Reached for comment by Fast Company, Rite Aid emphasized that its customers can continue to access services such as prescriptions and immunizations during the sale process and that it is still in “active discussions” with potential buyers. The company didn’t directly respond to questions about potential bidders or how much customer attrition it has seen so far.
‘This is it for Rite Aid’
Rite Aid previously filed for bankruptcy in October 2023 and it’s very unlikely there would be a third bankruptcy, says Scott Stuart, CEO of the Turnaround Management Association in Chicago. “This is it for Rite Aid,” he says, adding that the dynamic explains why the company wants a rapid and successful sale of its assets.
“While there’s some urgency, for sure, the court will have to make the determination if the urgency is as great as they’re making it out to be,” Stuart says.
What also remains to be seen is what will happen with the 1,200-plus stores that Rite Aid currently operates in 15 states. The company is looking to sell its assets in two phases, with the pharmacy business up for auction first.
In court documents, it has already marked dozens of locations for closure, saying it saw “limited to no value” in keeping them open. Once the sale process is complete, all Rite Aid stores will either be closed or sold to other owners.
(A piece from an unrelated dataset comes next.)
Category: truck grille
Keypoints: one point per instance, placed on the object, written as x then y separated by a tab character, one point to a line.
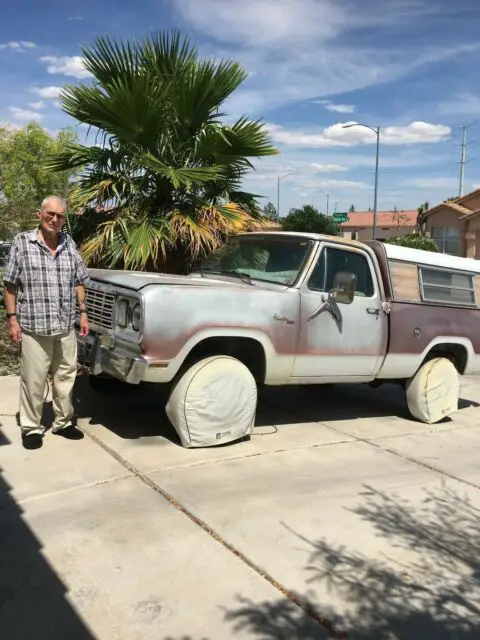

It’s difficult to speculate about the future because there are several different potential scenarios for the outcome of these auctions, says Sarah Foss, a bankruptcy attorney and head of legal at Debtwire, who has been tracking the company’s filings.
Because of the licenses and regulations related to filling prescriptions, there is a limit to the number of buyers that could step up to buy Rite Aid’s pharmacy assets, she adds.
It’s likely the pharmacy assets will be absorbed by one of the standing pharmacy brands, Stuart adds. That’s not necessarily a bad thing, he adds, because these chains have already been rethinking their retail footprints and some consolidation is necessary.
Will other pharmacies be inundated with prescription transfers?
There could be “some” fearmongering at play by Rite Aid about the risks of disruptions to pharmacy care, though competitors may be incentivized to sit back and await an influx of customers that will naturally flow to them, says Joe Camberato, CEO of National Business Capital, a lending platform for business owners.
But pharmacy customers who choose to go to competitors to get their prescriptions filled upon hearing of the bankruptcy and impending sales could mean the value of Rite Aid’s assets deteriorate quickly, which is a valid risk for debtors, Foss says.
That said, because customers have prescription needs ranging from ad hoc to those that are regularly filled, customer attrition may be less problematic if the pharmacy assets are sold quickly, she adds.
“We should know by the end of week with a little more clarity what’s going to happen,” Foss says.
Customers may win in the end
There may be a silver lining here for customers because a degree of reinvention and innovation is sorely needed in these pharmacy-retailer chains, Camberato says. Whereas Walgreens has been working to automate the prescription filling process to speed things up, for example, Rite Aid dragged its feet, he adds.
While it’s unfortunate to see a company as big and familiar as Rite Aid go bankrupt, Camberato says it could be part of a long-overdue reset for an industry that hasn’t evolved in years.
“If it pushes the rest of the industry to actually improve the customer experience, streamline operations, and treat pharmacy workers better,” he says, “then maybe something good comes out of it.”